Acupuncture: does it alleviate pain and are there serious risks?
A review of reviews
Ernst E, Lee MS, Choi TY.
Pain. 2011 Apr;152(4):755-64.
This is quite an extensive review on the subject made by a team working in complementary medicine. Apart perhaps for a positive effect in neck pain, it appears to be unable to reduce pain but can present serious side-effects such as pneumothorax and infections. 5 deaths have even been reported in this review.
Pain is a very complex subject and studies on pain must be well targeted as to the type of pain studied. It is plain stupid to mix pain of different origins, to mix “normal” and “pathological pain”, or even to mix males and females! You cannot mix a pain that is due to an inflammation whose natural history is to wane with time with a chronic pain that has shown no natural tendency to disappear on its own. You cannot mix “natural” pain whose intensity is proportional to the insult causing the pain with “pathological pain” such as in fibromyalgia, where a non painful stimulus such as a caress can give rise to an excruciating pain. You cannot even compare males and females because the pain intensity is different for a same stimulus and because the pain treatment has different effects. Unless subjects are paired so to be comparable, most studies on pain are futile unless a real statistical difference is applied with the stronger tests possible. That means, not a 0.05 p value but a 0.001 p value!
Is there any acupuncture effectiveness in fibromyalgia? Certainly not in the long term, but probably not even as a short term treatment. If it is used as a distraction it is not acceptable to expose the patient to any complications! If it is used as a social gathering, why not apply acupressure pain relief? At least it won’t be dangerous! And acupressure point massage, if it works, can be easily taught to the sufferer for self application. Acupuncture should be used only in well set up studies but its wide usage by many “practitioners” of dubious training has created a commerce that will be difficult to regulate. Suffice to say that as a traditional Chinese medicine (tcm), it was used under Mao for the commoners because it was cheap, whilst the apparatchiks were treated the occidental way in their private hospitals! It’s only because an unexpected huge interest was shown by some occidentals that traditional Chinese medicine “schools” were developed to respond to a surprising demand. If that’s not a proof, what is? Is it without interest? It is certainly an interesting subject but it needs a more rigorous approach.

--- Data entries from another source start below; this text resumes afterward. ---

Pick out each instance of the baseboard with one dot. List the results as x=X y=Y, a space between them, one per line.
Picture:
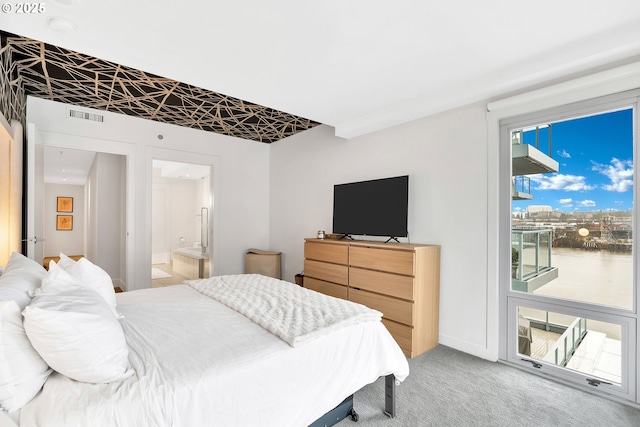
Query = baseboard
x=470 y=348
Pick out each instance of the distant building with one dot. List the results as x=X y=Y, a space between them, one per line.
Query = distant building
x=538 y=208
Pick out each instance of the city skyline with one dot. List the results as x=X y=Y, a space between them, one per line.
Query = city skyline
x=595 y=156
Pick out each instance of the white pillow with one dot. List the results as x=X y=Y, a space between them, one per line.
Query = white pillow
x=20 y=278
x=90 y=276
x=22 y=370
x=65 y=262
x=75 y=332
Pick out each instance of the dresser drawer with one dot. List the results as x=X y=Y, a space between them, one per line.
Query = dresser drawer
x=329 y=252
x=325 y=271
x=326 y=288
x=392 y=261
x=403 y=335
x=382 y=283
x=391 y=308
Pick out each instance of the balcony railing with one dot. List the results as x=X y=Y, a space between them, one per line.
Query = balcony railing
x=533 y=268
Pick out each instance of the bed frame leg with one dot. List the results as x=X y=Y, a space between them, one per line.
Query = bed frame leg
x=390 y=396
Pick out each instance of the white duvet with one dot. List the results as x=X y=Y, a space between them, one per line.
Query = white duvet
x=199 y=363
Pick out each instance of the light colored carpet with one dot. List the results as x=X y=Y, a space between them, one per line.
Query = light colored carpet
x=156 y=273
x=450 y=388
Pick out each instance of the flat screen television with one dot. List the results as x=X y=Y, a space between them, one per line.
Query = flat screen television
x=377 y=207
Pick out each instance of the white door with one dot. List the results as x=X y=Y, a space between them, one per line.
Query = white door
x=159 y=241
x=35 y=195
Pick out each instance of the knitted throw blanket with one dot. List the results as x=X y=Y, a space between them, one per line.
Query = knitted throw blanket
x=294 y=314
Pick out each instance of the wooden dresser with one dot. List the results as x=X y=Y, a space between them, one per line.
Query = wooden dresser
x=400 y=280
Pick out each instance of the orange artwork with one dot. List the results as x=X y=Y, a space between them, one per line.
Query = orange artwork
x=64 y=222
x=65 y=204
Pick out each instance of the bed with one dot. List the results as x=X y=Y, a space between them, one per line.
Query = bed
x=192 y=359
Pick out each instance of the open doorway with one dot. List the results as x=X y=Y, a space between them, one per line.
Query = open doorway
x=181 y=222
x=92 y=222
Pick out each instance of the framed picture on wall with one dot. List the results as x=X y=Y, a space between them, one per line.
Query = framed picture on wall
x=64 y=222
x=65 y=204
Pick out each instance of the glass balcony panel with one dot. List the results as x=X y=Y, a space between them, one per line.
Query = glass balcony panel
x=590 y=347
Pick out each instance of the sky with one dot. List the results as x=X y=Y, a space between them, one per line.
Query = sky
x=596 y=165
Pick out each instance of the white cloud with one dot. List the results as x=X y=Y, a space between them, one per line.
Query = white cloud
x=559 y=181
x=586 y=203
x=620 y=172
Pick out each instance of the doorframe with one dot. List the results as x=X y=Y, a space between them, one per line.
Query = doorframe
x=128 y=150
x=156 y=153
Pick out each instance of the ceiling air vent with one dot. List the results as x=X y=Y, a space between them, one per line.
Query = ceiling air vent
x=77 y=114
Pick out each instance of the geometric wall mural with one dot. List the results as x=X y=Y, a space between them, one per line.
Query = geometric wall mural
x=57 y=74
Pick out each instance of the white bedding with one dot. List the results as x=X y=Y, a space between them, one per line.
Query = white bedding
x=199 y=363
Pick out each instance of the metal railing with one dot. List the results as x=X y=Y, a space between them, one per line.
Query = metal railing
x=522 y=184
x=562 y=350
x=533 y=246
x=517 y=137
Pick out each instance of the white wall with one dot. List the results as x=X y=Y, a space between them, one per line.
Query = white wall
x=105 y=229
x=184 y=198
x=70 y=242
x=445 y=157
x=241 y=178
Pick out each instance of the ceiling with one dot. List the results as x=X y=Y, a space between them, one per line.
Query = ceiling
x=358 y=66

Better methods with much less complications are emerging that should throw it back to history. In fibromyalgia tcm acupuncture or its westernized form don’t seem to work.
Acupuncture is commonly used for pain control, but doubts about its effectiveness and safety remain. This review was aimed at critically evaluating systematic reviews of accupuncture as a treatment of pain and at summarizing reports of serious adverse effects published since 2000. Literature searches were carried out in 11 databases without language restrictions. Systematic reviews were considered for the evaluation of effectiveness and case series or case reports for summarizing adverse events. Data were extracted according to predefined criteria. Fifty-seven systematic reviews met the inclusion criteria. Four were of excellent methodological quality. Numerous contradictions and caveats emerged. Unanimously positive conclusions from more than one high-quality systematic review existed only for neck pain. Ninety-five cases of severe adverse effects including 5 fatalities were included. Pneumothorax and infections were the most frequently reported adverse effects. In conclusion, numerous systematic reviews have generated little truly convincing evidence that acupunctre is effective in reducing pain. Serious adverse effects continue to be reported. Numerous reviews have produced little convincing evidence that acupuncture is effective in reducing pain. Serious adverse events, including deaths, continue to be reported.